Ao longo da vida, uma mulher atravessa, em média, 450 ciclos menstruais. Se ela usar absorventes descartáveis a cada período, a soma total chega a 12 mil e equivale a 180 kg de matéria utilizada uma única vez, sem possibilidade de reaproveitamento. Cada absorvente destes leva 500 anos para se decompor. O primeiro absorvente descartável foi lançado em 1930. Significa que ele ainda não completou seu primeiro centenário, e está perambulando por algum lugar da Terra. Seguirá sua trajetória pelos próximos 400 anos, até finalizar o processo de reintegração total com a natureza.
Sem sucesso, 16 anos após o lançamento do primeiro absorvente descartável, a marca Kotex fez uma parceria com a Disney, para lançar a animação “A História da Menstruação”, primeiro a usar a palavra vagina e exibido nas aulas do ensino médio dos EUA até a década de 60.
Mulheres que chegaram ao mundo antes de 1930 usavam os famosos paninhos – no diminutivo, porque tudo que diz respeito à menstruação, para ser dito, ainda precisa de uma maquiadinha. O assunto é um grande tabu, especialmente nos países mais tradicionais. Uma pesquisa realizada pela Sempre Livre em parceria com a KYRA Pesquisa & Consultoria, entrevistou 1.500 mulheres, de 14 a 24 anos, em cinco países: Brasil, Índia, África do Sul, Filipinas e Argentina. No recorte Brasil: 52% das mulheres afirmaram que sabiam muito pouco ou nada sobre menstruação quando tiveram a menarca; 49% das garotas se sentem incomodadas durante o período menstrual e aliviadas após o término dele; além disso, 33% não saíam de casa e 49% perdiam aulas por causa da menstruação. E mais: 39% das mulheres afirmaram que ao pedir um absorvente emprestado, o fazem como se fosse um segredo para tentar esconder que estão no período menstrual.

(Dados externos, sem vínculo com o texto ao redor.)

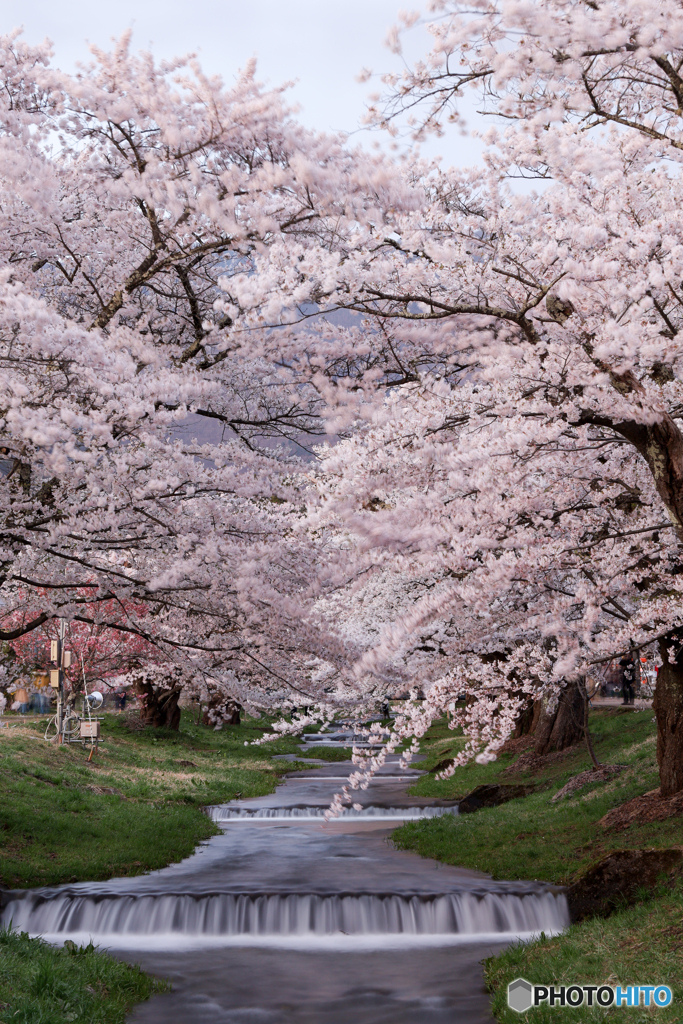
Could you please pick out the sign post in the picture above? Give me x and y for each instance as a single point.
(60, 659)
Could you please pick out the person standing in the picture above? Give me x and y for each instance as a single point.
(628, 667)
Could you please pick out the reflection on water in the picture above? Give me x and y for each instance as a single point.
(287, 919)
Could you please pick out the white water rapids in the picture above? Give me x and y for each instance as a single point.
(289, 919)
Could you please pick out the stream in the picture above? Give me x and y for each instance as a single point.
(288, 919)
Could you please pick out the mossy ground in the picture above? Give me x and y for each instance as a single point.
(135, 807)
(640, 945)
(531, 838)
(42, 985)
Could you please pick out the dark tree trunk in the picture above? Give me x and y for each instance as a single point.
(159, 708)
(668, 707)
(564, 726)
(527, 719)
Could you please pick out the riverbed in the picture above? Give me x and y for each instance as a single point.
(288, 919)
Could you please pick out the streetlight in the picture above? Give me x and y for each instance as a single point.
(60, 659)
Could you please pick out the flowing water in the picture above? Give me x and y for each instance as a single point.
(289, 919)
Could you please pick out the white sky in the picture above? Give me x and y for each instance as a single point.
(322, 43)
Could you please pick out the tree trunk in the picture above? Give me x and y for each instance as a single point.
(527, 719)
(159, 708)
(564, 726)
(668, 707)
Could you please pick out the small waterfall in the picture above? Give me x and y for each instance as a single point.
(222, 813)
(229, 918)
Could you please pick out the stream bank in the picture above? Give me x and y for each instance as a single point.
(287, 919)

Na década de 60, junto com o movimento da contracultura, surgiu o anticoncepcional, e a leitura sociocultural desse advento foi tida como libertadora no contexto em que ela estava à época, inserida. Nesse processo, toda sabedoria conectada à natureza selvagem da mulher, foi gentilmente estimulada a desaparecer. Invalidada e esquecida homeopaticamente pela sociedade, pelos corpos, pela sensibilidade feminina. Mecanizamos o corpo feminino e reduzimos o período menstrual a uma ação biológica controlável, e ignoramos informações sobre o funcionamento cíclico do nosso próprio corpo.
Nos últimos anos, porém, as mulheres têm se movimentado em direção a uma retomada destes saberes. Assuntos como ginecologia natural, círculos femininos, mandala lunar e vaporização do útero são parte do nosso Zeitgeist, acompanhados de um convite não para cancelar a medicina alopática, ou negar os recursos que ela oferece, mas para integrá-la aos conhecimentos ancestrais e à práticas ritualísticas que dão conta de um feminino consciente, autônomo, intuitivo, selvagem e profundamente ligado à natureza.

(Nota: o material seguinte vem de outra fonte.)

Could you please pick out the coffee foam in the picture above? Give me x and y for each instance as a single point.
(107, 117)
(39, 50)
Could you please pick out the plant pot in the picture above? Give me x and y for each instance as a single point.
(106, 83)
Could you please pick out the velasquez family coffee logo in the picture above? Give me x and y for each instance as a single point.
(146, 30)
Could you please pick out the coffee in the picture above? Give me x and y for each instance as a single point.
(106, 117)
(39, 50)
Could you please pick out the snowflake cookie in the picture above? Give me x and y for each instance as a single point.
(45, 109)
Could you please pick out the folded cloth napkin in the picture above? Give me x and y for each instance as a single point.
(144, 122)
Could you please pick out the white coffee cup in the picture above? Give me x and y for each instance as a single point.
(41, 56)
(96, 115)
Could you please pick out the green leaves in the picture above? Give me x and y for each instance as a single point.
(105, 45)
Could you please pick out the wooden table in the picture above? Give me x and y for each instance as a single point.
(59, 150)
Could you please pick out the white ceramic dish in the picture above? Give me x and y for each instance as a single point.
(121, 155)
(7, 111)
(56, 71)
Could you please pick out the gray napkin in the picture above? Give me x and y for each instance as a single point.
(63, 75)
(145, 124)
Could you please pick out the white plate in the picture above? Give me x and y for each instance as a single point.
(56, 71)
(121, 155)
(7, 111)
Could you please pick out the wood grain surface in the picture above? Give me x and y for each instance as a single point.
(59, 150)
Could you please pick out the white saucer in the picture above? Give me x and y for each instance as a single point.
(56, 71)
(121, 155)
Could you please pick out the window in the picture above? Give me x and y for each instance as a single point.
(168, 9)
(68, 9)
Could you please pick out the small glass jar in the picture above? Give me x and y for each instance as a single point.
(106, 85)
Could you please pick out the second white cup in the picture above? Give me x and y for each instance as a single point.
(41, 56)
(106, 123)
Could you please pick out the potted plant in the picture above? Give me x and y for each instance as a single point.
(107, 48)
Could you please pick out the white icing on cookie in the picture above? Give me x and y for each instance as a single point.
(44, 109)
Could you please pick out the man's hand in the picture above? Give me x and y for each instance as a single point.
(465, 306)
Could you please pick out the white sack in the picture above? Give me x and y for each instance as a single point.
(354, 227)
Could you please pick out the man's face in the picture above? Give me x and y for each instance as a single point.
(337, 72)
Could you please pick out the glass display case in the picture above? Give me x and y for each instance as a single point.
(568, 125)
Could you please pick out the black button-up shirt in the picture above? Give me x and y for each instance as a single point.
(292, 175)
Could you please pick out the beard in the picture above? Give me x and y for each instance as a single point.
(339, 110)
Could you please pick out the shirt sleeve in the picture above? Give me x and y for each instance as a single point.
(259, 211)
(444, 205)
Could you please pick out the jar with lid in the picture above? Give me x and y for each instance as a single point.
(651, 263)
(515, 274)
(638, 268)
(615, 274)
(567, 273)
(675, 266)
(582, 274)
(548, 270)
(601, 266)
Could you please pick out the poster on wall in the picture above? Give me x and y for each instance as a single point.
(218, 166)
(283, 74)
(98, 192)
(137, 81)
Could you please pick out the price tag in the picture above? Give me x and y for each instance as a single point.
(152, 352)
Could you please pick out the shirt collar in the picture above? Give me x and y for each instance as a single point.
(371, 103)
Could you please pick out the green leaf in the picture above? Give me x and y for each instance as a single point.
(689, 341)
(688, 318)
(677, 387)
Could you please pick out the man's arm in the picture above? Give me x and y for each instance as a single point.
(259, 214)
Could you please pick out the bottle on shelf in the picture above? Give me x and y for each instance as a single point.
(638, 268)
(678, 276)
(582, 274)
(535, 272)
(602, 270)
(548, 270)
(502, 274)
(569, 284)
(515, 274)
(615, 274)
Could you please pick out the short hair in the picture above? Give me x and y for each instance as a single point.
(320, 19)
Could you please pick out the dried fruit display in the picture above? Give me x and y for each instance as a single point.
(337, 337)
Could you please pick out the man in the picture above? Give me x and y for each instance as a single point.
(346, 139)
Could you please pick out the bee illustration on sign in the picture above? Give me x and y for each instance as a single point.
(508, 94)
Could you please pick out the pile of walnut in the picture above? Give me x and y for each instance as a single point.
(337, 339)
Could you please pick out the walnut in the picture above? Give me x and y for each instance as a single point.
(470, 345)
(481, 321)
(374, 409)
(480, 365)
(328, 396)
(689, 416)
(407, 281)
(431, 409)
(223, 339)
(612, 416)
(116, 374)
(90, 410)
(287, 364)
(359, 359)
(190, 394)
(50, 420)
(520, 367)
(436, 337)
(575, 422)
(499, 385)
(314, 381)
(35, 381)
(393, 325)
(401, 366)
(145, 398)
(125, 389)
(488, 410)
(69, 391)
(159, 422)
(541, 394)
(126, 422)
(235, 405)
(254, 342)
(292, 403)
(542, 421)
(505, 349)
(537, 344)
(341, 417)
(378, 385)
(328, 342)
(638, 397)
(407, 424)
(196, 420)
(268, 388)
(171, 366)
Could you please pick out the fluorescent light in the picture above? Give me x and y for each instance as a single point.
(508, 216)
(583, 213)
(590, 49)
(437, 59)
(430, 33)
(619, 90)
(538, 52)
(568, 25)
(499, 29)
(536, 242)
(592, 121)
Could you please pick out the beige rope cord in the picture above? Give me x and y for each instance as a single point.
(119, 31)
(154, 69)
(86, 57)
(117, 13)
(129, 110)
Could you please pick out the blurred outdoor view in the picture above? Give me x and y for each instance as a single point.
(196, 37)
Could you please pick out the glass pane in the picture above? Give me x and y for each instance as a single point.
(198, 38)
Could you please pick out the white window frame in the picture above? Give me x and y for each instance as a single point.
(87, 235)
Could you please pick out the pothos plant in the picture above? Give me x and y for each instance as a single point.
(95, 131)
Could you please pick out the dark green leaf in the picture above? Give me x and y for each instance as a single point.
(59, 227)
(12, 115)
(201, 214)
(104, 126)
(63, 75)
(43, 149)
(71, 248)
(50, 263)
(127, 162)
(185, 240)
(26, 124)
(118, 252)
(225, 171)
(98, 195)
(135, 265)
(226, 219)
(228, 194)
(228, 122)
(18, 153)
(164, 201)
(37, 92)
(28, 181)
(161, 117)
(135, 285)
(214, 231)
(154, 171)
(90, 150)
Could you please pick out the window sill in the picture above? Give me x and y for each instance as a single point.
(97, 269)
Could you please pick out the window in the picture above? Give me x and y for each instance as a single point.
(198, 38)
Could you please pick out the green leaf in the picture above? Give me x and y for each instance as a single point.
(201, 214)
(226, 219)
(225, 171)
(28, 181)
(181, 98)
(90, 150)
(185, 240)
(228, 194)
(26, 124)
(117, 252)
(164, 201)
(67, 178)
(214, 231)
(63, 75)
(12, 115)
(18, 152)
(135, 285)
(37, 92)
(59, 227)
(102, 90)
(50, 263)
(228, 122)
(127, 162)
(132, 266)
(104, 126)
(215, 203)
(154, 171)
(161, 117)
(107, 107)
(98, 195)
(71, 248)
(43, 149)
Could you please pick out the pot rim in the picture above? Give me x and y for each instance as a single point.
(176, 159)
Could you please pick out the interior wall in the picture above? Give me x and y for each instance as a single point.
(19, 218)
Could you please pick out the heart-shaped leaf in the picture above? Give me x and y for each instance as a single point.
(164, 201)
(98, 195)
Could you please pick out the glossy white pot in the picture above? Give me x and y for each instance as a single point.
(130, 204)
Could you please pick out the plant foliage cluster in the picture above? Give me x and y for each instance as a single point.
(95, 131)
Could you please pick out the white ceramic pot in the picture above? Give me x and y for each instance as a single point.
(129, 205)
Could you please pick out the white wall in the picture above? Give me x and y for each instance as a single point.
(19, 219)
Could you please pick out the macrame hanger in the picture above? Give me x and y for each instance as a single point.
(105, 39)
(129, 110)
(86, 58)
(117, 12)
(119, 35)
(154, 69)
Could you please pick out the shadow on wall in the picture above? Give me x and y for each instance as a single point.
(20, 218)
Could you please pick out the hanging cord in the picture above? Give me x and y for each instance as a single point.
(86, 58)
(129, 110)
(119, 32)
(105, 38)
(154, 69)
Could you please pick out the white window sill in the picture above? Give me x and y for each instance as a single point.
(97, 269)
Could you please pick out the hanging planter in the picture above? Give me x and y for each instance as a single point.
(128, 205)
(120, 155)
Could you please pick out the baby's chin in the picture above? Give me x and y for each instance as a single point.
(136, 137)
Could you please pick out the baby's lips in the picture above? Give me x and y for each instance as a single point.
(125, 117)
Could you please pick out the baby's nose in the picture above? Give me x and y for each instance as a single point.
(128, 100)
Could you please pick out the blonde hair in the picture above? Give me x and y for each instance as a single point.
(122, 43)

“Onça” é o primeiro álbum da artista Alfamor, e aborda, em suas letras, temas contemporâneos e reflexões sobre ser mulher, autoconhecimento, política e espiritualidade. Nos arranjos, há a ancestralidade do tambor diluída em ritmos como o reggae, o rock e latinidades, tudo sob a supervisão da influência pop contemporânea. O álbum tem produção assinada por Saulo Duarte, parceiro de Alfamor em todas as composições, e conta com participações especiais como a da banda argentina Perotá Chingó, Mãeana e Mateus Aleluia.

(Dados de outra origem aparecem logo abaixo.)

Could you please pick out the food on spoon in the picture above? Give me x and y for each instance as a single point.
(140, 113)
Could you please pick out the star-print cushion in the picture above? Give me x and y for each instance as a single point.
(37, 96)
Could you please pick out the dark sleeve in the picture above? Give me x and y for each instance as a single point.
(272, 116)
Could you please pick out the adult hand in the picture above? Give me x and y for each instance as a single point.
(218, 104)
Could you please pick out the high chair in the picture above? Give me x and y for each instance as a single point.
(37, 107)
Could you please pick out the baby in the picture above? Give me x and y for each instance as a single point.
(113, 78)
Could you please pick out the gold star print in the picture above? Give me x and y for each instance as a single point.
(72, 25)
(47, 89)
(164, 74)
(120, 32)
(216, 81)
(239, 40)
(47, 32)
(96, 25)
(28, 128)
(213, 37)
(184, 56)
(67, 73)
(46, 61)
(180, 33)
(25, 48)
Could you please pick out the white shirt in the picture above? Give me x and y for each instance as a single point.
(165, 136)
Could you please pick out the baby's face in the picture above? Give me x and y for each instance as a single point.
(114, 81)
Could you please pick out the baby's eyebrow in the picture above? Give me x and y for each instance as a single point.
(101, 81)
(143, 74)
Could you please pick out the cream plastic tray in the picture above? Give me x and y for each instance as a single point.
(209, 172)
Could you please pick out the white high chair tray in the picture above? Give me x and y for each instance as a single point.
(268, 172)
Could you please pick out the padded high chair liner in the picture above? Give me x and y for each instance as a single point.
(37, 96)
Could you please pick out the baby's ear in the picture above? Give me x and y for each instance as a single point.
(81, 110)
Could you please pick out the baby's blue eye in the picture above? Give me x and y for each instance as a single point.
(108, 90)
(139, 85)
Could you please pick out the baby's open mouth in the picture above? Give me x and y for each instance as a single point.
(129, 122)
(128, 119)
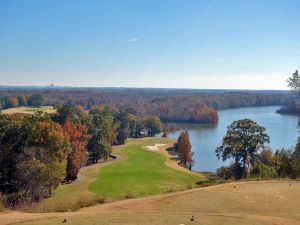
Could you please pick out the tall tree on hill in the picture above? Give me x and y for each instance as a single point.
(78, 156)
(242, 141)
(36, 100)
(153, 125)
(184, 148)
(101, 131)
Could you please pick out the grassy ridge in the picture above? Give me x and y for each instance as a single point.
(143, 173)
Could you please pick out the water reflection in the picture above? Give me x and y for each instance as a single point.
(282, 130)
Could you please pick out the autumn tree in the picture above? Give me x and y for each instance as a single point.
(241, 142)
(153, 125)
(36, 100)
(184, 150)
(101, 137)
(78, 156)
(22, 100)
(33, 157)
(12, 103)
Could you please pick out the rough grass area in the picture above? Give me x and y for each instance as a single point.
(143, 173)
(29, 110)
(247, 203)
(71, 197)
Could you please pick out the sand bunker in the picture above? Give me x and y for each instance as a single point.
(155, 147)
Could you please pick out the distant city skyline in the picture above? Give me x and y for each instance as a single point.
(207, 44)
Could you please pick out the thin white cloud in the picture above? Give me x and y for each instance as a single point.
(131, 40)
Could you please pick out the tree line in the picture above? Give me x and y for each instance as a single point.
(245, 142)
(172, 106)
(39, 151)
(34, 99)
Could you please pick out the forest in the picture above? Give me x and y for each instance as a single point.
(171, 105)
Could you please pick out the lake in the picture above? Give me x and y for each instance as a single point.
(282, 129)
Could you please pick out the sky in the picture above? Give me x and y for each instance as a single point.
(213, 44)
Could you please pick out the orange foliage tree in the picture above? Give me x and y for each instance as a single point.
(78, 156)
(184, 150)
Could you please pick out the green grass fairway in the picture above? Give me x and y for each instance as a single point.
(29, 110)
(88, 189)
(142, 173)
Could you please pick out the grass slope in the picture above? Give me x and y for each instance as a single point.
(71, 197)
(143, 173)
(247, 203)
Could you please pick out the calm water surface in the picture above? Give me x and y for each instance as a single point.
(282, 130)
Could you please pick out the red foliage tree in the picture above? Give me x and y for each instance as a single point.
(184, 150)
(78, 156)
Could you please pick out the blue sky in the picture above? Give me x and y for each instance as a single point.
(240, 44)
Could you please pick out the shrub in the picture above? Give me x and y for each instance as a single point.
(263, 171)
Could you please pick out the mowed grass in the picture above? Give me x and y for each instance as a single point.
(143, 173)
(82, 193)
(29, 110)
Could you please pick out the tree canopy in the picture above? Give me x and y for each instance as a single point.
(242, 141)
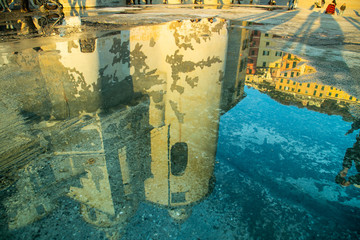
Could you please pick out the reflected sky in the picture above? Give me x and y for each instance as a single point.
(193, 129)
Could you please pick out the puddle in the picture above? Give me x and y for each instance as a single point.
(193, 129)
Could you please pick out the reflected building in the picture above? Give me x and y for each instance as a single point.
(275, 74)
(122, 118)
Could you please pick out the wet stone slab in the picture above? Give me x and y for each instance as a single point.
(189, 129)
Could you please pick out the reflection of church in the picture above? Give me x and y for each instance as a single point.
(274, 72)
(125, 118)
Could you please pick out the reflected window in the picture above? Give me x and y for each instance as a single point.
(179, 158)
(178, 197)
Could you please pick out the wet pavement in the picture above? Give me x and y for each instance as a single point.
(178, 126)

Vale a pena destacar a faixa “Babylon”, uma espécie de manifesto suingado, cheio de mensagens sutis sobre a liberdade feminina e a luta contra o patriarcado. A bem-vinda (e paradoxal?) “Semente” foi escrita em 2018, no dia da eleição daquele que não se comove com a natureza, daquele que estranha a arte, daquele que usa a religião como adereço político, daquele que se sente ofendido com a ciência.
Alfamor se diz polimorfa, e suas diversas formas manifestas incluem a música, o desenho, a tatuagem, a escrita. Seu universo parte de uma sabedoria intuitiva para revelar aos poucos, variados convites subjetivos e metafóricos, capazes de esclarecer sob a luz da lua cheia, temas que dizem respeito ao universo feminino. É o diálogo que o álbum “Onça” deixa em forma de canção. Sete faixas para pensar o feminino de agora e repensar em tempo a relação com nossos corpos-morada, com nossas sementes sagradas, nossas entradas batidas na palma Paô. Para o solo feminino, todo chão é fogo.
Feito à Mão é uma parceria da Musicoteca com o Programa Na Ponta da Agulha. Escrito por Janaina Fellini e Cristiano Castilho.
Feito à Mão indica:
TED TALKS – A Terra é uma mulher, e o meu útero, o universo
– Eu sangro todos os meses
– Why can’t we talk about periods?
FILMES E DOCUMENTÁRIOS: – Absorvendo o Tabu – Pad Man
LIVROS – A Ciranda das Mulheres Sábias (Clarissa Pinkóla Estés) – Seu Sangue é Ouro (Lara Owen) – Lua Vermelha (Miranda Gray) – O Anuário da Grande Mãe (Mirella Faur)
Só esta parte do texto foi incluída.